Galleries: To front of upper storeys of transepts,
balustrades (Plate, p. 5) with turned balusters,
some early 17th-century and some modern.
Glass: In S. chapal—in E. window, shield-of-arms (Plate, pp. xliv–v) argent two cheverons azure
and an engrailed border gules, for Tyrell impaling
gules a leopard rampant argent for Marney, 15th-century. Monuments and Floor-slabs. Monuments: In S. chapel—on S. wall, (1) to Sir John
Tyrell, 1676, and Martha (Washington), his wife,
1679, also to Sir Charles Tyrell, 1714, and Martha,
his wife, 1690, marble wall-monument with fluted
pilasters, broken pediment and achievement-of-arms. In S. transept—(2) altar-tomb, recessed in
wall, with moulded slab and panelled base, with
remains of shields in front, recess with flat cusped
arch and foliated spandrels and quatre-foiled soffit,
on slab brass of headless figure of man in plate-armour, c. 1520, eight sons, indents of Trinity,
wife and daughter, inscription-plate and fillet.
Floor-slabs: In S. chapel—now a modern raised
tomb, (1) of Alice (Cogesale), wife of Sir John
Tyrell, 1422, incised slab (Plate, p. 40) of hard
limestone with figure of woman in horned head-dress and fur-lined cloak, under vaulted canopy with
shafts containing figures of children with their
names on scrolls, two shields—(a) a cross between
four scallops for Coggeshall, and (b) Coggeshall
dimidiating two cheverons and an engrailed border for
Tyrell, marginal inscription with symbols of the
Evangelists; (2) to Sir John Tyrell, 1675, "once
decimated, twice imprisoned, thrice sequestrated,"
with achievement-of-arms; (3) to Martha, wife of
Sir Charles Tyrell, 1690, with shield-of-arms.
Plate: includes cup of 1564 and cover-paten of
1567. Pulpit: semi-octagonal, with two tiers
of moulded panels, 17th-century, rail modern.
Seating: In chancel—two bench-ends with popeyheads, early 16th-century. Stoup: In nave—in S.
wall, recess with part of basin and trefoiled head,
early 16th-century.
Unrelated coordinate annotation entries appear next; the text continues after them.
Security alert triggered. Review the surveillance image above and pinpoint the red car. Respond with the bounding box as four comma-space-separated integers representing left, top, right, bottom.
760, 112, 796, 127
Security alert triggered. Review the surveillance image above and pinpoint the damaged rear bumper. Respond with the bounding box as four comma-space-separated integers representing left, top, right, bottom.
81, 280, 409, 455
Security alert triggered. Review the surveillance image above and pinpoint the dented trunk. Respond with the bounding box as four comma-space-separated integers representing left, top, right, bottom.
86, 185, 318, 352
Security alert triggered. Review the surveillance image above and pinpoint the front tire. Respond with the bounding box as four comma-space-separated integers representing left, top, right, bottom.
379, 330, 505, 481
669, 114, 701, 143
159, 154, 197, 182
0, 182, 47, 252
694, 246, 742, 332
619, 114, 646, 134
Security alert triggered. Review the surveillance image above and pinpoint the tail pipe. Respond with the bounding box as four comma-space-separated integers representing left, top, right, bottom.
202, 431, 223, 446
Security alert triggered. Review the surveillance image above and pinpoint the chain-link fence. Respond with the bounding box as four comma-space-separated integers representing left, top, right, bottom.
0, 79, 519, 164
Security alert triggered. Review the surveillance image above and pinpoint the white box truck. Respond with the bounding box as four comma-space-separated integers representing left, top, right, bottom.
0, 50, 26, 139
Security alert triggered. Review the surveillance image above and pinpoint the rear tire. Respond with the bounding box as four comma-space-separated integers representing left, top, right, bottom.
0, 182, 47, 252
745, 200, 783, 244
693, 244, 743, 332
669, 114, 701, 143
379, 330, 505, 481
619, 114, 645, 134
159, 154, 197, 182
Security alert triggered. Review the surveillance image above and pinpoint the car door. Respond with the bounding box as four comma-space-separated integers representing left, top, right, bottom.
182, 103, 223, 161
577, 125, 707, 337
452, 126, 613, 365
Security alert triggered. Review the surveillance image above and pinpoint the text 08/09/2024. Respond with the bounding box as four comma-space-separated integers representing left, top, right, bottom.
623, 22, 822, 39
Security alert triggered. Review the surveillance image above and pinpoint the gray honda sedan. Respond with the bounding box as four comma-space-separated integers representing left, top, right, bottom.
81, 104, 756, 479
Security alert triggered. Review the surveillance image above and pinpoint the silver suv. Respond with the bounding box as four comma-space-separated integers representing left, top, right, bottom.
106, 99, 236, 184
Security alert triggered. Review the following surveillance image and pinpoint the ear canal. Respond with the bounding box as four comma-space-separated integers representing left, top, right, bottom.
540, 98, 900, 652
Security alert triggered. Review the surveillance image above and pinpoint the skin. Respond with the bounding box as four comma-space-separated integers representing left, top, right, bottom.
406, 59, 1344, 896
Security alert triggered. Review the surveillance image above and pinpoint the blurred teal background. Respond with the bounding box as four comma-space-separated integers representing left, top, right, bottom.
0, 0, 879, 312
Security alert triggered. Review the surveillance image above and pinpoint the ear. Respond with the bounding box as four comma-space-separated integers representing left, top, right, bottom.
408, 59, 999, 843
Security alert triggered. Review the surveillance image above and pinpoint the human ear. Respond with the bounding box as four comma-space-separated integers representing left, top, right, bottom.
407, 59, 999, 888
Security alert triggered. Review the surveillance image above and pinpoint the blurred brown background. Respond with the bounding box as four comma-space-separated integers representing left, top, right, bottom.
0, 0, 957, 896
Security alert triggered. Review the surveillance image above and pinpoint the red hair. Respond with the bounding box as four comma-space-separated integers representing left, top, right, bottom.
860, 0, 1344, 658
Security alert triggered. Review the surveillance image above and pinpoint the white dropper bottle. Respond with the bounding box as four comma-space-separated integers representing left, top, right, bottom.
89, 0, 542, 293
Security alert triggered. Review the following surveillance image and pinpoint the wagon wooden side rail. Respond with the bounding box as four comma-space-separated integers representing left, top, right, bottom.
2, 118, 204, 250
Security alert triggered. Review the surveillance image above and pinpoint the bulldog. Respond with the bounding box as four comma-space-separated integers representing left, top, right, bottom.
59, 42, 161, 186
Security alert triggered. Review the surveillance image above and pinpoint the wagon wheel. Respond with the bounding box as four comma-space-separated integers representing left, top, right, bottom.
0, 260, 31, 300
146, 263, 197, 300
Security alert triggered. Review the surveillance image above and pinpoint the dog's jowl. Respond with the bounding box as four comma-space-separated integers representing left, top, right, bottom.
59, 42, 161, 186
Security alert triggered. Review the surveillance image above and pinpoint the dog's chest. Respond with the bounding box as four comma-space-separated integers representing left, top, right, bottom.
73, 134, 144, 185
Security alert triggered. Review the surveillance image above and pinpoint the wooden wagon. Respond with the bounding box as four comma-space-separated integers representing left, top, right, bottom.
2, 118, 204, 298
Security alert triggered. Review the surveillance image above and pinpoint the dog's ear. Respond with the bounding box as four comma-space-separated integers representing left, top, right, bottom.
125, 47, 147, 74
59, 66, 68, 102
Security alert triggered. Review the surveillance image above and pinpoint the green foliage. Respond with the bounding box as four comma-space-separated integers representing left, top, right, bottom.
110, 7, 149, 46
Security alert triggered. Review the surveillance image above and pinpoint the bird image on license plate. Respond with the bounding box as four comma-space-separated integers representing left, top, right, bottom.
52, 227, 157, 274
Miscellanea: In upper storey
of N. transept—fragments of windows and oak
screen; other fragments of moulded stonework
Condition—Building shows signs of settlement
and tower has bad cracks in W. wall, etc.
b(2). Barns, Moat and Fish-Ponds at Heron
Hall, 1½ m. N.N.E. of the church. The small
Barn to the S. of the moat is of two storeys and of
brick with a tiled roof. It was built in the 16th
century and has window-openings with four-centred heads on both floors. The large Barn to
the N.E. of the former is of the same materials.
It is of ten bays with a porch on the E. and was
built early in the 18th century. Built into the
N. end of the W. wall are two stone gate-piers
with moulded caps and bases.
The Moat is complete and surrounds a large and
strongly defended site. On the E. side is a strong
retaining bank and on the W. three small fish-ponds.
About ¼ m. N.W. of the moat is a large area
enclosed on three sides by a strong retaining bank
and known as the Heron pond. A small stream runs
through the middle.
Condition—Of barns and earthworks, good.
b(3). Mount Thrift, house and moat, 1 m.
N.N.E. of the church. The House is of two storeys,
timber-framed and plastered; the roofs are tiled.
It was built probably in the 16th century, but has
been considerably altered by insertion of later
partitions and by additions on both the E. and W.
sides. The central chimney-stack has four shafts,
set diagonally on a cruciform plan with a square
base. Inside the building some of the rooms have
exposed ceiling-beams. On the first floor are two
doors of moulded battens and on the ground-floor
is a cupboard door of 16th-century panelling.
There is a blocked window on the first floor of
three lights with moulded mullions.
The Moat is fragmentary.
Condition—Of house, good.
a(4). Boar's Head Inn (Plate, p. xl), at Heron
Gate, about 1 m. N. by E. of the church, is of
two storeys, timber-framed and plastered; the
roofs are tiled. It was built probably late in the
17th century but has been much altered.